US capitolRich Pottorff, Doane chief economist & Washington analyst

Negotiators claim to be very close to a final framework, but some issues remain challenging.

Other farm bill issues are also still under negotiation. One of those issues is payment limits. Both the House and Senate passed proposals including language capping the amount of money individual farmers could receive, but it is not clear that those limits will be in the final bill – assuming we eventually get a final bill!

The King amendment that would prevent California from blocking imports of eggs that were not produced according to that state’s regulations is still unresolved, as is the final determination about catfish inspections.

There are plenty of reasons for Congress to pass a new farm bill.

One is that Brazil is again threatening to impose retaliatory tariffs on about 100 U.S. products with values of up to $850 million if cotton polices aren’t changed to bring them into compliance with WTO rulings. Brazil has postponed imposition of these tariffs in recent years with the understanding that Congress would bring U.S. policies into compliance. But they’re getting impatient.

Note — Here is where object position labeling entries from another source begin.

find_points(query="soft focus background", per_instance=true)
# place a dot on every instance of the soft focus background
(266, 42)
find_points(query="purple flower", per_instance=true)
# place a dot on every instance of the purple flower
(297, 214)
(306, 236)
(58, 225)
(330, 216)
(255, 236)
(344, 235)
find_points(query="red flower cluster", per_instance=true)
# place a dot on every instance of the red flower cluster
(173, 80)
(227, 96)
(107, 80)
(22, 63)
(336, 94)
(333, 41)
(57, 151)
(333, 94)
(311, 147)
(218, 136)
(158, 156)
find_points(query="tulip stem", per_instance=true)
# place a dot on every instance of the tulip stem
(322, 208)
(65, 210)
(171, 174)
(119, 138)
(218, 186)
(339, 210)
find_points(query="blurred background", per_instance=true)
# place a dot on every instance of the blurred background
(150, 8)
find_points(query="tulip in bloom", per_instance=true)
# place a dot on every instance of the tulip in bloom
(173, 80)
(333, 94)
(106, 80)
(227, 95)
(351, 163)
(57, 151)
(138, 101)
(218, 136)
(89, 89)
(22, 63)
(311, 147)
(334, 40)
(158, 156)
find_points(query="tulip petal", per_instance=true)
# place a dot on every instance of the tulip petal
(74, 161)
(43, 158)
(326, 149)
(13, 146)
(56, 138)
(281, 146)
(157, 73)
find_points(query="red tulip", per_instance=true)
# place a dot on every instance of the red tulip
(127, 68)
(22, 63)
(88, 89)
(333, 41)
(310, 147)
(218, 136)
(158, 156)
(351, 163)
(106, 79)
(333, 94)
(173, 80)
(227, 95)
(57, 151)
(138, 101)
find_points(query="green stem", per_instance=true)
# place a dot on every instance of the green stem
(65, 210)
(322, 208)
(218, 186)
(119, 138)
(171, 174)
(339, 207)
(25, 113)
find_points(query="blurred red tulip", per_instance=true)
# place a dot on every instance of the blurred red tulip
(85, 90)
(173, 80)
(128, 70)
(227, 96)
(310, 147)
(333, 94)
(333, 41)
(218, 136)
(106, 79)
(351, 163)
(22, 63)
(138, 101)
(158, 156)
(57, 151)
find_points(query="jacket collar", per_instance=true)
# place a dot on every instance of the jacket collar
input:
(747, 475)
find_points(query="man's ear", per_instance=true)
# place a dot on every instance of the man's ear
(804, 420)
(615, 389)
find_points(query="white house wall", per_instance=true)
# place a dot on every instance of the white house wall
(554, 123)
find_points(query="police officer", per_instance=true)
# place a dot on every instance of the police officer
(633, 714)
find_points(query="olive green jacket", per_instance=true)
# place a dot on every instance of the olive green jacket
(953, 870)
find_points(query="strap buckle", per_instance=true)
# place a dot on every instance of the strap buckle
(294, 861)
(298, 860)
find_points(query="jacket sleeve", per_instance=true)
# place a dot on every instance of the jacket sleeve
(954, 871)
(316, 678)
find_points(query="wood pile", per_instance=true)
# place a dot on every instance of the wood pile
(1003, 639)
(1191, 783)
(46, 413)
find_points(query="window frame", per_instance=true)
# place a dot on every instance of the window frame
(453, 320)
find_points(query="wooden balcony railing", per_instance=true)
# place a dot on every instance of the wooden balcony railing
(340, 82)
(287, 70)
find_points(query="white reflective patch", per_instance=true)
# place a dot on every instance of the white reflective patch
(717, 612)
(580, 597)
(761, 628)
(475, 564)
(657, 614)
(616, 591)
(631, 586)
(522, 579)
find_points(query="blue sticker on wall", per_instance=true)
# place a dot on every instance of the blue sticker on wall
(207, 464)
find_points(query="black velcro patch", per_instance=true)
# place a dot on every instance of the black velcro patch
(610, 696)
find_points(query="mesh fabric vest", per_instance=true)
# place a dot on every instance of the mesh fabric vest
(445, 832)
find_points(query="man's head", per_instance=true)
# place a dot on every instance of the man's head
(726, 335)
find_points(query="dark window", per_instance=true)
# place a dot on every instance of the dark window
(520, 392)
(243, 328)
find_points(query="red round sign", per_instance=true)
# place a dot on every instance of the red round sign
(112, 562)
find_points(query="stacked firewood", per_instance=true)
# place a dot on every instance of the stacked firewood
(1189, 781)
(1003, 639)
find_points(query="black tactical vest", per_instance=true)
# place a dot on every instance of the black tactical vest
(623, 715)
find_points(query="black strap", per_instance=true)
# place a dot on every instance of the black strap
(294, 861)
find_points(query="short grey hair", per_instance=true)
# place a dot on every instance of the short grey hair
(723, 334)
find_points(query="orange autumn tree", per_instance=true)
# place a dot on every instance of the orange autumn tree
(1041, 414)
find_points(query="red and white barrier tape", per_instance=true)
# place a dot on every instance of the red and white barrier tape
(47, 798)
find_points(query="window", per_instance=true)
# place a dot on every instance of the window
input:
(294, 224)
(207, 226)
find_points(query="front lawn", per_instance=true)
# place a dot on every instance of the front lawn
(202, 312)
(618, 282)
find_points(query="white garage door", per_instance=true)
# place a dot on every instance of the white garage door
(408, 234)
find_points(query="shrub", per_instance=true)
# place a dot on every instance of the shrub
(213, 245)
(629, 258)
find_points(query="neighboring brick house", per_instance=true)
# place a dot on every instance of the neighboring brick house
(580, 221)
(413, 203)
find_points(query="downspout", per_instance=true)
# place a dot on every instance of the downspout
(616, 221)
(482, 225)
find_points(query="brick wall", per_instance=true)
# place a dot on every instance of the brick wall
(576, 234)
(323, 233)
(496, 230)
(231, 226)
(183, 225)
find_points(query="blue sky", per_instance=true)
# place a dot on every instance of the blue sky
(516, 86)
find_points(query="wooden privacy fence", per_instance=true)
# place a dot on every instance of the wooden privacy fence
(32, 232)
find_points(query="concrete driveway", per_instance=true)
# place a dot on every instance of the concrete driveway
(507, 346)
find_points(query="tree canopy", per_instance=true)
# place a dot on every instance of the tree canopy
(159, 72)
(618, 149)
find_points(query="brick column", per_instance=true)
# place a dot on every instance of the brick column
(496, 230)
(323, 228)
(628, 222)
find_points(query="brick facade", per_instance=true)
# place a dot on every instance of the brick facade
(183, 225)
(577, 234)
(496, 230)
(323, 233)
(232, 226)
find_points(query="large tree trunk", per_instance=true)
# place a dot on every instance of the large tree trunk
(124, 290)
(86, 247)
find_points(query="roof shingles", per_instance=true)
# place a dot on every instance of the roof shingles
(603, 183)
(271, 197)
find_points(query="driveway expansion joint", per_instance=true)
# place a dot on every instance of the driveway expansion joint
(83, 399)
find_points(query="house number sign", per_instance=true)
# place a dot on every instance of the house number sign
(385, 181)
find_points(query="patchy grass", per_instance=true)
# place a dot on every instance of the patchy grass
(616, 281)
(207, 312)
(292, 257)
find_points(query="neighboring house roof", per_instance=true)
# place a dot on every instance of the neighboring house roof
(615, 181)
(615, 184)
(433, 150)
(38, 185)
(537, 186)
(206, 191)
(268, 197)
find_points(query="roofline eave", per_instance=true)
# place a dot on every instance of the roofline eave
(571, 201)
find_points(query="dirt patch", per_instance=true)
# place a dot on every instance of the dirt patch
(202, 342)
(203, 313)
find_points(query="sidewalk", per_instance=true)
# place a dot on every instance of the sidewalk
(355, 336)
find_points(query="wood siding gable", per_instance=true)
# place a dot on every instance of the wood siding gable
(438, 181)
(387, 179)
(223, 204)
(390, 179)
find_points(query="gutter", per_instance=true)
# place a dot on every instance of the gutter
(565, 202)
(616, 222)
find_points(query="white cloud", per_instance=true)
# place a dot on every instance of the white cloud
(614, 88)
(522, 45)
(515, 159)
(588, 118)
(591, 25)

The House has approved the $1.012 trillion spending bill for fiscal 2014 and the Senate is expected to act on it before the end of the week.

The continuing resolution expired at the end of the day Wednesday, but Congress passed a 3-day bill to give the Senate time to vote on the new bill.

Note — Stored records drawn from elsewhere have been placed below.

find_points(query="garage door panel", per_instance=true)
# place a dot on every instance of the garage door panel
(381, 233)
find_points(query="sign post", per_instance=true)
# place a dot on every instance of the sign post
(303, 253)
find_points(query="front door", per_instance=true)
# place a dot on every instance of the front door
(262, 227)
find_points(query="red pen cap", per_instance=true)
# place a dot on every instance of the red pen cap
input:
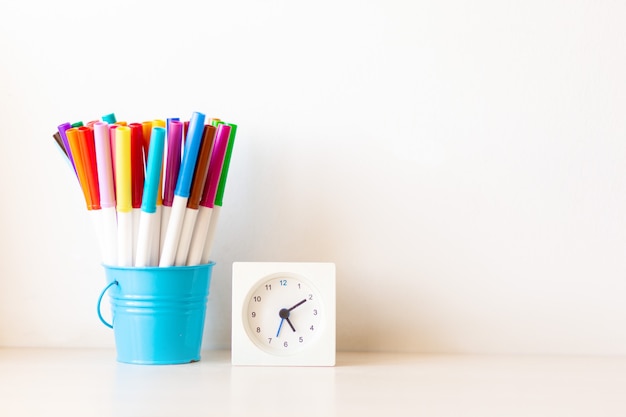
(88, 153)
(136, 163)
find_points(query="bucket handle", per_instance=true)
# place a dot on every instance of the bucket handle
(106, 323)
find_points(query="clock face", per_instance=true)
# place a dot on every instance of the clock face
(284, 313)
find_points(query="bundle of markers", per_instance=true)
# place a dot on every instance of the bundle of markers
(154, 189)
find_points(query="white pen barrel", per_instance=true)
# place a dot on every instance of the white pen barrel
(165, 219)
(144, 240)
(208, 245)
(155, 249)
(185, 237)
(194, 257)
(109, 235)
(174, 227)
(125, 238)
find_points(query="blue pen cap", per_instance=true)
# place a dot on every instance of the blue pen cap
(153, 170)
(109, 118)
(190, 155)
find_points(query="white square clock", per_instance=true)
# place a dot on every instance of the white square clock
(283, 314)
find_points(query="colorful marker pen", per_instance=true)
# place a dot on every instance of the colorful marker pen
(197, 185)
(205, 211)
(137, 176)
(210, 237)
(170, 175)
(107, 193)
(183, 186)
(147, 224)
(123, 188)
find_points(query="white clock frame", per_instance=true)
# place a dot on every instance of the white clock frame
(247, 277)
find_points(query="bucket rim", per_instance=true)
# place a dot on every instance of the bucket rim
(210, 264)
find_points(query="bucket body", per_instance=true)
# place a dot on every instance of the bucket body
(158, 313)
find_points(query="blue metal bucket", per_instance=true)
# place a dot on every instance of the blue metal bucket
(158, 313)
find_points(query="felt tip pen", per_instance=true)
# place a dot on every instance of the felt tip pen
(123, 187)
(74, 146)
(171, 168)
(66, 145)
(181, 193)
(109, 118)
(197, 185)
(156, 248)
(137, 175)
(107, 193)
(205, 211)
(210, 237)
(148, 223)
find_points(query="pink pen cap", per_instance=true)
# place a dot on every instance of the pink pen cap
(136, 160)
(215, 166)
(104, 161)
(172, 165)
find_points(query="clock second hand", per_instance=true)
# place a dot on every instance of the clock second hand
(284, 315)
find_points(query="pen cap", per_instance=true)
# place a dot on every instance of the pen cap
(190, 155)
(104, 161)
(123, 169)
(136, 163)
(219, 197)
(215, 166)
(109, 118)
(202, 167)
(74, 143)
(172, 164)
(153, 170)
(88, 154)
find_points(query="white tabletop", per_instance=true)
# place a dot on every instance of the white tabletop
(89, 382)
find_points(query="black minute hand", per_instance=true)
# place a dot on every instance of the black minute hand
(300, 303)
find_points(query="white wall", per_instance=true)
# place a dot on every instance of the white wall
(463, 163)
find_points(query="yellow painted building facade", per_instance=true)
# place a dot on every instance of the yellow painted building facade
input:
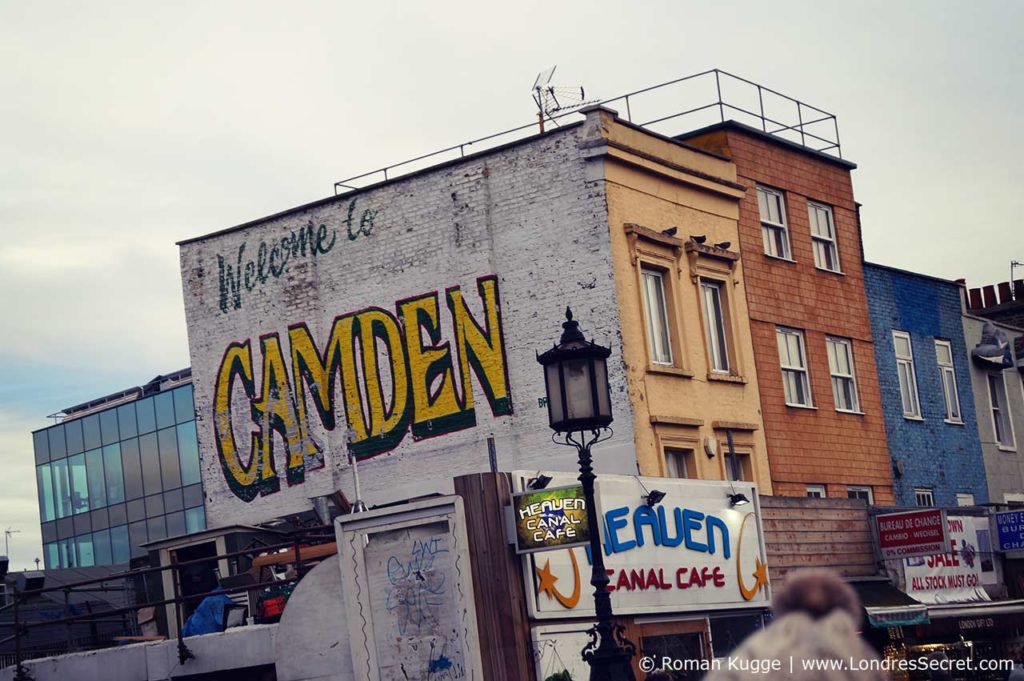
(673, 214)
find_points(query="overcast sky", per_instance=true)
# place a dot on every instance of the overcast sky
(126, 127)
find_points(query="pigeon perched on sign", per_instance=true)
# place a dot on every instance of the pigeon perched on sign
(993, 349)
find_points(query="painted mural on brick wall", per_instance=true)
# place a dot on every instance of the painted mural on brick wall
(396, 329)
(399, 373)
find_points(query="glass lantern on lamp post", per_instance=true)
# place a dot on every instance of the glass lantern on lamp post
(576, 376)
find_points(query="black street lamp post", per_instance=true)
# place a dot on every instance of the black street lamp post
(580, 412)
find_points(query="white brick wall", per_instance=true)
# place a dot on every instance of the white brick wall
(532, 214)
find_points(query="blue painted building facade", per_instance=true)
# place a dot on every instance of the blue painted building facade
(932, 434)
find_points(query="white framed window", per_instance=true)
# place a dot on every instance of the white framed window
(865, 493)
(793, 358)
(1001, 425)
(944, 358)
(718, 350)
(907, 377)
(656, 311)
(823, 237)
(680, 463)
(843, 378)
(773, 229)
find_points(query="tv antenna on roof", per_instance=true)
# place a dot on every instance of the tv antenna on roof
(552, 99)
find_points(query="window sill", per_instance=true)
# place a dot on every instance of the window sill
(726, 378)
(671, 371)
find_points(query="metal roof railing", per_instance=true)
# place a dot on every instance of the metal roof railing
(688, 103)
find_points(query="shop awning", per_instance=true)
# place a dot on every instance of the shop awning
(976, 609)
(888, 606)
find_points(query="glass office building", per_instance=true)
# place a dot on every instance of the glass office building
(118, 472)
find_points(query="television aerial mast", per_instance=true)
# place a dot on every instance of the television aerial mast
(553, 99)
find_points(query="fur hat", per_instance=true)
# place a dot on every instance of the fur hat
(816, 620)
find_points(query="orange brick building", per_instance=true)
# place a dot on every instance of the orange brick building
(801, 250)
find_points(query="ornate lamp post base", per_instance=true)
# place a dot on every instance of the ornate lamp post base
(609, 663)
(609, 653)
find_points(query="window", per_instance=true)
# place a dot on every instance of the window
(655, 307)
(907, 378)
(823, 237)
(944, 357)
(924, 496)
(773, 228)
(854, 492)
(841, 368)
(718, 354)
(679, 463)
(737, 467)
(794, 363)
(1000, 417)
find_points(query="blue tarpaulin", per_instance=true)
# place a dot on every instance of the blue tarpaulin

The bill for this fiscal year includes $20.9 billion in discretionary funding for the Agriculture Department. This is an increase of $350 million over the funding level for fiscal 2013. The bill also includes $8.2 billion for the EPA, up $299 million from the 2013 level.

Congress added language to the omnibus spending bill that makes it clear the Occupational Safety and Health Administration (OSHA) does not have the authority to regulate farms with fewer than 10 employees. Since 2011, OSHA has been inspecting grain bins on small farms and the agency says these inspections saved lives. But critics successfully argued regulatory overkill. Example: A farm in Nebraska faced fines totaling $132,000 after OSHA inspected the grain bins!

Other news from Washington:

  • The U.S. has notified the World Trade Organization that it spent $4.7 billion on amber box (trade-distorting) farm subsidies in 2011, 13 percent more than in 2010 but still well under the $19.1 billion cap on U.S. amber box subsidies under WTO rules. The breakout: Subsidies for dairy accounted for $3.2 billion; subsidies for sugar totaled $1.4 billion in the form of market price support. The U.S. spent $125 billion on green box (non-trade distorting) subsidies in 2011 – with most of that going to the food stamp program.
  • What Congress does with the Country of Origin Labeling issue also has potential international trade implications. President Obama will attend a NAFTA summit in February and the COOL issue will be high on the agenda. Governments in Canada and Mexico are criticizing the rules that USDA put in place last fall and the future of the COOL regulations are part of the ongoing farm bill debate in Congress. If the rules aren’t changed they will almost certainly be challenged at the WTO.